Till last year, Sandhu used to grow a mix of the popular basmati variety Pusa 1121 and Permal, the non-basmati rice.

“The rates were good last year and I have heard that the new variety gives more yield and consumes less water,” Sandhu said.

Like Sandhu, Jitendra, another farmer near Panipat in Haryana, is planning to try out the new basmati variety.

Acreage may rise

As farmers, lured by higher returns, are eager to grow more of the 1509 variety, experts predict that the acreage under basmati would see a quantum leap this year.

Also the increased acceptance of 1509 may boost basmati output significantly. The yield of 1509 is in the range of 2.2-2.5 tonnes an acre, while for the 1121 variety, it is 1.8-2 tonnes.

“There will be at least three-fold increase in basmati output this year,” Raj Sood, a trader in Punjab’s Khanna, Asia’s largest grain market, told Business Line.
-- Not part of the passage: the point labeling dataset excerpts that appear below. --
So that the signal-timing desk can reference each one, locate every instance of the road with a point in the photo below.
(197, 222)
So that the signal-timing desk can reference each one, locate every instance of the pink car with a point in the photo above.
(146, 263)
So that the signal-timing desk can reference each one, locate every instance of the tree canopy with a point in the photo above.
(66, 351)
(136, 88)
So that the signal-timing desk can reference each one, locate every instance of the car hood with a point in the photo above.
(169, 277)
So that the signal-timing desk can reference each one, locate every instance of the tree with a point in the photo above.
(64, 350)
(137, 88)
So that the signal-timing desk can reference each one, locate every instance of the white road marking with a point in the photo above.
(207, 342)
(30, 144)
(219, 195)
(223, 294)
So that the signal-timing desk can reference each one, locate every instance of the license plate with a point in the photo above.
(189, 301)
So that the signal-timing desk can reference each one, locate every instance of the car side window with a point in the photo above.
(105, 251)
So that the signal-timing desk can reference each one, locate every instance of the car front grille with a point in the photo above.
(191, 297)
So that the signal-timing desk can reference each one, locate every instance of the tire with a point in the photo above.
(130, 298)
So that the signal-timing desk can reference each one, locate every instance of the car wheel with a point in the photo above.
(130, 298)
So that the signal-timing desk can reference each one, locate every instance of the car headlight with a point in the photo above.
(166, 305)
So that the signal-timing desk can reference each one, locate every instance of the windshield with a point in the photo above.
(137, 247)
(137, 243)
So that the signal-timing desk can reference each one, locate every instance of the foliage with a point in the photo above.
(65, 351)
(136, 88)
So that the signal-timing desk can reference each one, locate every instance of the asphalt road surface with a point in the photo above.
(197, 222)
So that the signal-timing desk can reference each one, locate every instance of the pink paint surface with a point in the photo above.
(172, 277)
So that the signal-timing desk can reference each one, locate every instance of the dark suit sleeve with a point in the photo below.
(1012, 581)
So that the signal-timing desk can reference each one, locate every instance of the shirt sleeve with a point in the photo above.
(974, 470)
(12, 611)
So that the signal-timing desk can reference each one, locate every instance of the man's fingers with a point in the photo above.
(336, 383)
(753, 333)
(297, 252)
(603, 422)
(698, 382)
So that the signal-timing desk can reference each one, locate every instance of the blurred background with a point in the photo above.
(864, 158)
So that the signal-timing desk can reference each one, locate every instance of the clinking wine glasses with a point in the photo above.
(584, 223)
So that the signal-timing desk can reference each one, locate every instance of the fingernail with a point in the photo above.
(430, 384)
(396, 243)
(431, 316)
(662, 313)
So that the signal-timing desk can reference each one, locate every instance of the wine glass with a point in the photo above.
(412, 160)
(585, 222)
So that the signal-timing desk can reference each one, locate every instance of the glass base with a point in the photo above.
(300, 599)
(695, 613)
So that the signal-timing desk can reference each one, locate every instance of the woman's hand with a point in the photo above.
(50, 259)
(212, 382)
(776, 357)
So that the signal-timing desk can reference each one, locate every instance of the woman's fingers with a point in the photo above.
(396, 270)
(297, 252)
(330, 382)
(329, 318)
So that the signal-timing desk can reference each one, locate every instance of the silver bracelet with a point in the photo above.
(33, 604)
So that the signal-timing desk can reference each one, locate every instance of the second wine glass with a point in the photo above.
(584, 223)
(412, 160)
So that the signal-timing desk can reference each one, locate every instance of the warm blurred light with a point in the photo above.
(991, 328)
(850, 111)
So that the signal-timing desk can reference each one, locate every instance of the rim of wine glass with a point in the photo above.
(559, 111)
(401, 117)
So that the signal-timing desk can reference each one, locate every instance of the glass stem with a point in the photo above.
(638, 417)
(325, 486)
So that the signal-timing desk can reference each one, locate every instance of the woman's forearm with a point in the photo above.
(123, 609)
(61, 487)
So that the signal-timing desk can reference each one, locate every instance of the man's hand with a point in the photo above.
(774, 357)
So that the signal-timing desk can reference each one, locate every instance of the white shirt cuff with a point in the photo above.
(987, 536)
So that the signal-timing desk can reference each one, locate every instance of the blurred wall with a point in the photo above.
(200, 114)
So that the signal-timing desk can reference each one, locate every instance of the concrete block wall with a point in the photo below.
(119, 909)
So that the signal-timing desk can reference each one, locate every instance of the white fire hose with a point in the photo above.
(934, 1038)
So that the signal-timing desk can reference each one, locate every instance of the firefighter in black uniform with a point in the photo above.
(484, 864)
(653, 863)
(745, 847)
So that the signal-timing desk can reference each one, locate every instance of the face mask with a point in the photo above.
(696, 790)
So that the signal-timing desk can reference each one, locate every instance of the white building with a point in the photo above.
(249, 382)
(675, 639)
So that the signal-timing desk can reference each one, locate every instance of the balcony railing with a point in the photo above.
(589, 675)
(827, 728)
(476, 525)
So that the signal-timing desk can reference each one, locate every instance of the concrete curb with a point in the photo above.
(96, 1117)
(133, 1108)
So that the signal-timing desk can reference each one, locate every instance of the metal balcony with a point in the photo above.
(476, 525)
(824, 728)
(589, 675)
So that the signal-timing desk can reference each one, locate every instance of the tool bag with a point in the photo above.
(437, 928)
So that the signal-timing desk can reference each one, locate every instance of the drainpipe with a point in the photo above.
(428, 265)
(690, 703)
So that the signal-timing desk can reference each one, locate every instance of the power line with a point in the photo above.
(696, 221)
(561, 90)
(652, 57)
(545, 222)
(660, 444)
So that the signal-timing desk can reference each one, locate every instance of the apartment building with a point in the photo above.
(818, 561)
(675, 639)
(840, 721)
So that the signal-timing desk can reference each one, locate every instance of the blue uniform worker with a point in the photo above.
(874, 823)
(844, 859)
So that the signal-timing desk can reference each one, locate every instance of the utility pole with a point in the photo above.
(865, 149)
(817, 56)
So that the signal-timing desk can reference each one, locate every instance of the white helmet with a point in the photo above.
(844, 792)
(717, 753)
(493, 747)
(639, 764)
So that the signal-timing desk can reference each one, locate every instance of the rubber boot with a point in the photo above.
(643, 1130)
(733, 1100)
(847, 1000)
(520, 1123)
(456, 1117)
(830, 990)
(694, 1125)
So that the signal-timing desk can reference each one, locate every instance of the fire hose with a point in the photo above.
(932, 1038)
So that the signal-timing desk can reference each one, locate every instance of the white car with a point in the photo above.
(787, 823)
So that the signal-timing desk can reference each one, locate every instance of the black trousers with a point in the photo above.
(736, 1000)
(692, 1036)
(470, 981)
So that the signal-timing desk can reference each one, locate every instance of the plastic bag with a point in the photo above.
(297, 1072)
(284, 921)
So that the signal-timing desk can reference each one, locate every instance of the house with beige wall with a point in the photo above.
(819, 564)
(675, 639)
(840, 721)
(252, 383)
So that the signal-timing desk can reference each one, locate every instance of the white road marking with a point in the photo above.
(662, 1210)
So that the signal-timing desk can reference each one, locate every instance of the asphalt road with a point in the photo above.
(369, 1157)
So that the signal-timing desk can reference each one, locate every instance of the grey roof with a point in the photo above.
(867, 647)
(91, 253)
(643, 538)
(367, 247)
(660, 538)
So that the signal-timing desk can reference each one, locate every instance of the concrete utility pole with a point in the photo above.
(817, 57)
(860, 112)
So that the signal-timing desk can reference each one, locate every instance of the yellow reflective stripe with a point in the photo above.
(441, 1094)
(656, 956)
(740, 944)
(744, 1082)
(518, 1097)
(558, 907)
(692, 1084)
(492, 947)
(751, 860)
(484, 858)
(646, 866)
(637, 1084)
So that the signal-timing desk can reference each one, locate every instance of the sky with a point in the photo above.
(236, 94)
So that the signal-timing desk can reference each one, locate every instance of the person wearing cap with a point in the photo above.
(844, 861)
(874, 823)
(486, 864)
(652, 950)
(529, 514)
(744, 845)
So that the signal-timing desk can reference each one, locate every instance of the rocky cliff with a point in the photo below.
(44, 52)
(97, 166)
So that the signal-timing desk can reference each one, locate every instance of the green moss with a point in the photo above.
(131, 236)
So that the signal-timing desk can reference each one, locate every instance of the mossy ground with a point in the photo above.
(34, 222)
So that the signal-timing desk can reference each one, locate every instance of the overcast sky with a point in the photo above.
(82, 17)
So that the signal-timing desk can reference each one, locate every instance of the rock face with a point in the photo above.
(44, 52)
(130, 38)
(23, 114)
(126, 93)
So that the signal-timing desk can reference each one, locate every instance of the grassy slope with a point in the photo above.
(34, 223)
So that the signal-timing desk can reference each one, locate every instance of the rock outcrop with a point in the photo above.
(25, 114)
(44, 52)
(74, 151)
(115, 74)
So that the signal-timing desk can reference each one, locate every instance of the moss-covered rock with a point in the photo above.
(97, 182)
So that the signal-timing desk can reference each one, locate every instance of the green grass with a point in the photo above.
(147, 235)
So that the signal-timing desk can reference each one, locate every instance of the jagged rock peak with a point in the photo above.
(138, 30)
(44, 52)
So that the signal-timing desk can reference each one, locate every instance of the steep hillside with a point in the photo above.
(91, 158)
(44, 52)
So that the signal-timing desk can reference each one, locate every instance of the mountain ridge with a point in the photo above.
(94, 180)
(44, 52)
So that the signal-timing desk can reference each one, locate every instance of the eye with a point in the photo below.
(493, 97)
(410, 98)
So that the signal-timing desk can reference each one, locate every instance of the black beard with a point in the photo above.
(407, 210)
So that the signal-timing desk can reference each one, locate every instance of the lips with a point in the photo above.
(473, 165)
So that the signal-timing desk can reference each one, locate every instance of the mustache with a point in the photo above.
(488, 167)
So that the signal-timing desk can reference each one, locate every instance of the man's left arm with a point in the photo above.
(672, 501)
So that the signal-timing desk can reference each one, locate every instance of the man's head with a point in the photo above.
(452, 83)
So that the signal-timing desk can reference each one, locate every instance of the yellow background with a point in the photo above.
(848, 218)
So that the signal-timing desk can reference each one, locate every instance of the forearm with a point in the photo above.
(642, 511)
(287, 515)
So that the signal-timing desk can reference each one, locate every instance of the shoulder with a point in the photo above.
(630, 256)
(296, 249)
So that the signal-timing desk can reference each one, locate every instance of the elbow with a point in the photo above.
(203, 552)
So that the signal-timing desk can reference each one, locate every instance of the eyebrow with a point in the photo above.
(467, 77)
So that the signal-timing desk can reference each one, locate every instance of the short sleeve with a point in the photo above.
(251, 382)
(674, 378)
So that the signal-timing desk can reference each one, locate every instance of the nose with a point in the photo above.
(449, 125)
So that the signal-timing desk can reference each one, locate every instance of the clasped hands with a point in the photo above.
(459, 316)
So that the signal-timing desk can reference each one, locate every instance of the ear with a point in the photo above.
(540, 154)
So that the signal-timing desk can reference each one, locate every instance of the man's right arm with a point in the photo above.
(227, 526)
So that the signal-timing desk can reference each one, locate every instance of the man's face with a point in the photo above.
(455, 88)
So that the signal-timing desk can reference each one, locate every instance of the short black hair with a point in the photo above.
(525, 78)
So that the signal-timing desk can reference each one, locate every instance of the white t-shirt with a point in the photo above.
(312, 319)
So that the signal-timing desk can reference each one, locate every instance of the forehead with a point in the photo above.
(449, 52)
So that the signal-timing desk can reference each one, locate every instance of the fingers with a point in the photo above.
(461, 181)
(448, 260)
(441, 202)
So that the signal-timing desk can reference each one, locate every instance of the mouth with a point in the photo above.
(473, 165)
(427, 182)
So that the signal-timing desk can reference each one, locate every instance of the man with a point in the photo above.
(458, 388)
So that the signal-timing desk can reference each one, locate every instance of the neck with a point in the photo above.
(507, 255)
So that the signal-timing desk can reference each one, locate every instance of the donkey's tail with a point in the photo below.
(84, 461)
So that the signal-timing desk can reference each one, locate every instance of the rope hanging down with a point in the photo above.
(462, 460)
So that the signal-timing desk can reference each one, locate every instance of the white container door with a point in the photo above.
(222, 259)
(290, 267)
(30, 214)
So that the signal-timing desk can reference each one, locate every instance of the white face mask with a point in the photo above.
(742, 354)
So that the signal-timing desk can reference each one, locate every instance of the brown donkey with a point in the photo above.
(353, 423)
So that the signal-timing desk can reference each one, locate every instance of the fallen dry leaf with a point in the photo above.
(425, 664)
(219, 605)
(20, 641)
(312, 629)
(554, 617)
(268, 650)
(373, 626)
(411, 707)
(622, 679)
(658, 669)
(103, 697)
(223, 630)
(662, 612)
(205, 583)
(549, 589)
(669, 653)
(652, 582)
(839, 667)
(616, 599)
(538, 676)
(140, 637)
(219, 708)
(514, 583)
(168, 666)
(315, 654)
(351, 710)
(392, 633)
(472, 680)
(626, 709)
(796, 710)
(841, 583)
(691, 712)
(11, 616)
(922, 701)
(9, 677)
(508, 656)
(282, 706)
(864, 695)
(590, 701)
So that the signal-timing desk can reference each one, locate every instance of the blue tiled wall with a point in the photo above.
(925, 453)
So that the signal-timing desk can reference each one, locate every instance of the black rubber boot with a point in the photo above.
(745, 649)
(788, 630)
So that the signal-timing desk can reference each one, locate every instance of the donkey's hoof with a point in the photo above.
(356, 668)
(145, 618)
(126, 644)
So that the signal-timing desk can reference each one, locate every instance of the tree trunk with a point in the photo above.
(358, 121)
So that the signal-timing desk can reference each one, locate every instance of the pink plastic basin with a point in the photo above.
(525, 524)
According to the All-India Rice Exporters Association, basmati acreage in 2013-14 increased by some six per cent to around 19 lakh hectares, with almost eight lakh hectares planted in Punjab alone.

Vijay Setia, Director at Chaman Lal Setia Exports Ltd, expects acreage under the farmer-friendly 1509 variety to increase as farmers are likely to shift from 1121 and non-basmati varieties, and even from sugarcane.

Prices soar

Basmati paddy prices shot up by 27 per cent from ₹3,300-3,400 a quintal at the beginning of the last season in October to around ₹4,200 by December-January, riding on robust overseas demand for the aromatic rice.

India’s basmati exports in the just ended financial year exceeded a record 4.02 million tonnes in volumes and $4.5 billion in value.

Basmati paddy prices are currently ruling steady around ₹4,000 a quintal.

“Farmers have seen the benefit of the price rise and would obviously want to grow more,” Setia said. Of the eight lakh hectares under basmati in Punjab, at least 70-80 per cent will be under the high-yielding varieties.

Shift in pattern

AK Singh, principal rice breeder at the Indian Agricultural Research Institute, who developed the 1509 variety, said the new strain would replace at least 60 per cent of the area under the popular Pusa 1121.

“We also expect it (1509) to replace non-basmati varieties, such as Permal,” Singh said, adding that availability of the 1509 seeds should not be a problem as IARI has signed memorandum of understanding with some 15 companies to multiply the seeds.

“Over the next three years, our effort is to make 1509 resistant to blight and brown plant hoppers,” Singh said.